De plus, le rapport Giraud (Parlement européen, 2022) pointe des besoins accrus de transparence et d’engagement des viticulteurs dans la gouvernance des fonds collectés, et suggère un renforcement du contrôle démocratique dans la gestion : « Les producteurs doivent mieux savoir comment leur argent est utilisé et disposer de leviers pour s’y opposer si nécessaire. »

À l’heure où, dans plusieurs régions, certains groupes demandent à sortir de leur interprofession ou à réformer en profondeur la mécanique des CVO, il est clair que le pilotage doit davantage passer par des outils de concertation et une information claire, portée jusque dans la base des exploitations.

Outils concrets pour comprendre et agir

  • Consultez systématiquement les extensions des accords interprofessionnels : le texte est publié ici : Légifrance ou sur Eur-Lex.
  • Demandez des comptes-rendus ou des audits internes auprès de votre interprofession.
  • Appuyez-vous sur les guides du CNIV et de la DGCCRF pour mieux cerner vos droits (consultables sur le site du Ministère de l’Agriculture).
  • Organisez-vous au niveau local pour peser sur les décisions : la Commission européenne soutient la représentation équitable au sein des interprofessions (voir Ministère de l’Agriculture).

Perspectives Européennes et vigilance de la profession

Le système des CVO n’est ni à l’abri du contrôle citoyen ni intouchable. À l’heure où la filière viticole française est soumise à des pressions économiques sans précédent et à de profondes mutations réglementaires, comprendre ces mécanismes européens est devenu une nécessité. Ils constituent un rempart contre l’arbitraire aussi bien qu’un aiguillon pour plus de transparence et de démocratie.
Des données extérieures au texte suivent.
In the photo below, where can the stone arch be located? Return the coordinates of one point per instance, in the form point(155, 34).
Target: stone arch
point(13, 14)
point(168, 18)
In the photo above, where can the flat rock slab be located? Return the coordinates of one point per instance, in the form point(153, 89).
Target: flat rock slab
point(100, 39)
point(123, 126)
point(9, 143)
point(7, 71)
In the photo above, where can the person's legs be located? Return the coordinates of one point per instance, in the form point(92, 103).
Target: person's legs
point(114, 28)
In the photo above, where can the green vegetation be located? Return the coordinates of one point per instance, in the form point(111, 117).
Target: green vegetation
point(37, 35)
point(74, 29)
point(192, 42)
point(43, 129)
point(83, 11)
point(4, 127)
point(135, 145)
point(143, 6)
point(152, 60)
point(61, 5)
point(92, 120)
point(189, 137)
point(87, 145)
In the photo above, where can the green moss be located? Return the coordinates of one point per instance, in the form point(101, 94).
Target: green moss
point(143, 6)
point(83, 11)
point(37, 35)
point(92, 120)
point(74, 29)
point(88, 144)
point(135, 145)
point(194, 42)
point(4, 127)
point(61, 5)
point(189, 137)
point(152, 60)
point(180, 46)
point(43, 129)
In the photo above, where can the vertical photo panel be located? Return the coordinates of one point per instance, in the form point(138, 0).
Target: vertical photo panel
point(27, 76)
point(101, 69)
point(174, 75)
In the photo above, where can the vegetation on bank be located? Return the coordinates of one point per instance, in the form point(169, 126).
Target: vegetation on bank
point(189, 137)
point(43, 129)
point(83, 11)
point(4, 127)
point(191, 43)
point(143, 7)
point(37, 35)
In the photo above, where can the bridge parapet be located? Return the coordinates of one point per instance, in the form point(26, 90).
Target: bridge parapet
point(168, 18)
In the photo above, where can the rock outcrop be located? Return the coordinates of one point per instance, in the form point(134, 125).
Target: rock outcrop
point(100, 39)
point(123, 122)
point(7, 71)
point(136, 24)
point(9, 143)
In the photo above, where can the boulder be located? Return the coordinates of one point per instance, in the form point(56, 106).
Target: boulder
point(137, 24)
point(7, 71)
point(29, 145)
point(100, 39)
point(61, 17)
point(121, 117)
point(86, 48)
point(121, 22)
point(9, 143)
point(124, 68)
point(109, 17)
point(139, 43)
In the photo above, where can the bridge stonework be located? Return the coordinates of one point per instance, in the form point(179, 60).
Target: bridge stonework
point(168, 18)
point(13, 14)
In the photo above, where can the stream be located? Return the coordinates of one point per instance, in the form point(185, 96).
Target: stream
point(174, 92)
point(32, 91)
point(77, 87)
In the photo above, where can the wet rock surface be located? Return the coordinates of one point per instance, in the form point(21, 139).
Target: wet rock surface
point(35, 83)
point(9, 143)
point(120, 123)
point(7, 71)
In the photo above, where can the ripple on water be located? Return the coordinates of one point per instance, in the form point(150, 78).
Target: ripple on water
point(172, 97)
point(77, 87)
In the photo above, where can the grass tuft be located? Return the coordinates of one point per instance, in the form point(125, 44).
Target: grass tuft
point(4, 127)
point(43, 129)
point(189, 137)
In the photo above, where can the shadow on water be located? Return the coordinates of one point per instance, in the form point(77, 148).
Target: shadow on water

La vigilance collective et l’usage des voies de recours font partie du jeu : à chacun de s’informer, de questionner et de demander des comptes sur l’utilisation des fonds perçus en son nom.

La prochaine étape appartient donc tant à l'Europe qu'aux viticulteurs eux-mêmes, pour garantir un système plus équitable, mieux surveillé et réellement au service des premiers concernés : celles et ceux qui vivent de la vigne et qui la font avancer.